Object Discovery in Images, Videos, and 3D Scenes

Abstract:
Object Discovery is the task of detecting and segmenting semantically coherent regions of images. Object discovery in images is fundamentally harder than the classic computer vision tasks of object detection or segmentation, due to the possibility of regions that correspond to previously unseen object categories, as well as variations of unseen object appearance due to differences in viewpoint, scale, and lighting conditions.

Robust discovery and segmentation of images of previously unseen objects requires extremely general features that can accommodate variations in object appearance, occlusion, and background clutter. Our research began with an investigation of the possibility of using the latent variables from self-supervised Vision Transformers as features for unsupervised object discovery in images. This lead to a simple yet effective algorithm, TokenCut, that is described in Chapter 3 of this thesis. Tokencut has been shown to be effective for unsupervised object discovery, unsupervised saliency detection and weakly supervised object localization tasks using a variety of datasets.

Following our success with unsupervised object discovery in images, we have extended TokenCut to unsupervised object detection in video using motion and appearance. The enhanced TokenCut algorithm integrates RGB appearance and optical flow features across video frames, creating a comprehensive graph that allows for the detection and segmentation of moving objects. This extension, described in Chapter 4, demonstrates a unified approach in discovering objects in both static and dynamic scenes, highlighting its robustness and effectiveness of TokenCut algorithm.

Encouraged by the success of our work on discovery of object in videos, we turned our attention to the problem of consistent segmentation of 3D objects in 3D scenes using natural language queries. In Chapter 5, we describe a novel approach that integrate 3D Gaussian splatting with pretrained multimodal language models. This method automates the generation and annotation of 3D masks, enabling object segmentation based on textual queries and demonstrating effectiveness on number of relevant datasets.

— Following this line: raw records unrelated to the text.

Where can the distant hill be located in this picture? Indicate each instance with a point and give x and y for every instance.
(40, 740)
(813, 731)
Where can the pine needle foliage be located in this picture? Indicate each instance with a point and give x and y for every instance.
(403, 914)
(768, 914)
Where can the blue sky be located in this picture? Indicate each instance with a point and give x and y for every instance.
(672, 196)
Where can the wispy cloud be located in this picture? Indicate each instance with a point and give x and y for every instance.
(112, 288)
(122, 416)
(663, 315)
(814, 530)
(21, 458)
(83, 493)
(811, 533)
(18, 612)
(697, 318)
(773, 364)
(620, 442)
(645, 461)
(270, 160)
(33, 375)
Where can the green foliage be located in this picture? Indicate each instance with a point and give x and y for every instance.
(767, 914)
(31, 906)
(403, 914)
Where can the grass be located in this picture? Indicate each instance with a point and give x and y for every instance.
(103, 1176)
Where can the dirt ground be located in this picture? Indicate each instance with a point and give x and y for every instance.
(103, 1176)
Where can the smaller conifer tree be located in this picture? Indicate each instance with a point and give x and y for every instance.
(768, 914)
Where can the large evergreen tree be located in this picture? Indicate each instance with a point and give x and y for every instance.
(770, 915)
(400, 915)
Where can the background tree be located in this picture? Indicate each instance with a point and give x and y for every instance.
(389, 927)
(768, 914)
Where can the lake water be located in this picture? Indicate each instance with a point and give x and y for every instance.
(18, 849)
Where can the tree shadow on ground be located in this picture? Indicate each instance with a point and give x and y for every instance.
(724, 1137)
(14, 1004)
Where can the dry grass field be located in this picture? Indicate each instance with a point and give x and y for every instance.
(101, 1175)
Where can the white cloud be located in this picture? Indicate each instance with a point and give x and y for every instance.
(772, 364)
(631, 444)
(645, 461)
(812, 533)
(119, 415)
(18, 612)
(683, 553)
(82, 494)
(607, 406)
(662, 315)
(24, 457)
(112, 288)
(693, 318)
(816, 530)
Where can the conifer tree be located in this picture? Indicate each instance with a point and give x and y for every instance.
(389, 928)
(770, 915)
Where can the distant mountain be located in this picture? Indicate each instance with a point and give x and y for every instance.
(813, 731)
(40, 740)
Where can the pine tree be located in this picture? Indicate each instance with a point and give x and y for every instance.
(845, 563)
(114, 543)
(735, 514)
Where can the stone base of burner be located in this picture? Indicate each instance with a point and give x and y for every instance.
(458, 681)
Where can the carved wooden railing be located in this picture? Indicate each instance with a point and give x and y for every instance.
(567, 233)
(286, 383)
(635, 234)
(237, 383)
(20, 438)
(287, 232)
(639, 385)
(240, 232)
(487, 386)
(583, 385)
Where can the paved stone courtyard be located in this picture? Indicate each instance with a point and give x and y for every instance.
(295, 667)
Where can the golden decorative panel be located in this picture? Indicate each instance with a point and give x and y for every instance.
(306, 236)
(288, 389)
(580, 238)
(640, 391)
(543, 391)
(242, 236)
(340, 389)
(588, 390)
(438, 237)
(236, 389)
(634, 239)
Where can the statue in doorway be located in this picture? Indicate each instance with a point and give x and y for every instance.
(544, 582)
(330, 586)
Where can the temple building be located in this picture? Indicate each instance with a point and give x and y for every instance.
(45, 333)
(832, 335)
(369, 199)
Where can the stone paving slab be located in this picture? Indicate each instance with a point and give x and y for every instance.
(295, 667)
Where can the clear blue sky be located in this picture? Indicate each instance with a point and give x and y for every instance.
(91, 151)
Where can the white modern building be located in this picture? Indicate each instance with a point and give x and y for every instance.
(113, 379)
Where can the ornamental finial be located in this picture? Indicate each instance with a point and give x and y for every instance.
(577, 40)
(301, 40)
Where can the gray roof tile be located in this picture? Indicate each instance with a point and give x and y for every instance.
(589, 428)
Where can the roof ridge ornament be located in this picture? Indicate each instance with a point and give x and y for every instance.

These results provide new solutions for object discovery in images, video and 3D scenes. They also illustrate the power of large foundational models for responding to long term hard challenges in Computer Vision and Artificial Intelligence.

Date and place

Wednesday 27 November at 9h30
Amphitheater of the Maison Jean Kuntzmann, (1er étage)

Jury members

Bernt Schiele
Professor, Max Planck Institute for Informatics, Saarland University, Reviewer
Vincent Lepetit
Professor, École des Ponts ParisTech, Reviewer
Julien Mairal
Research Director, Inria, Examiner
Diane Larlus
Principal Scientist, Naver Lab, Examiner
Shell Xu Hu
Senior Scientist, Samsung AI Center Cambridge, Examiner
James Crowley
Institut Polytechnique de Grenoble, Thesis Supervisor
Dominique Vaufreydaz
Université Grenoble Alpes, Co-Supervisor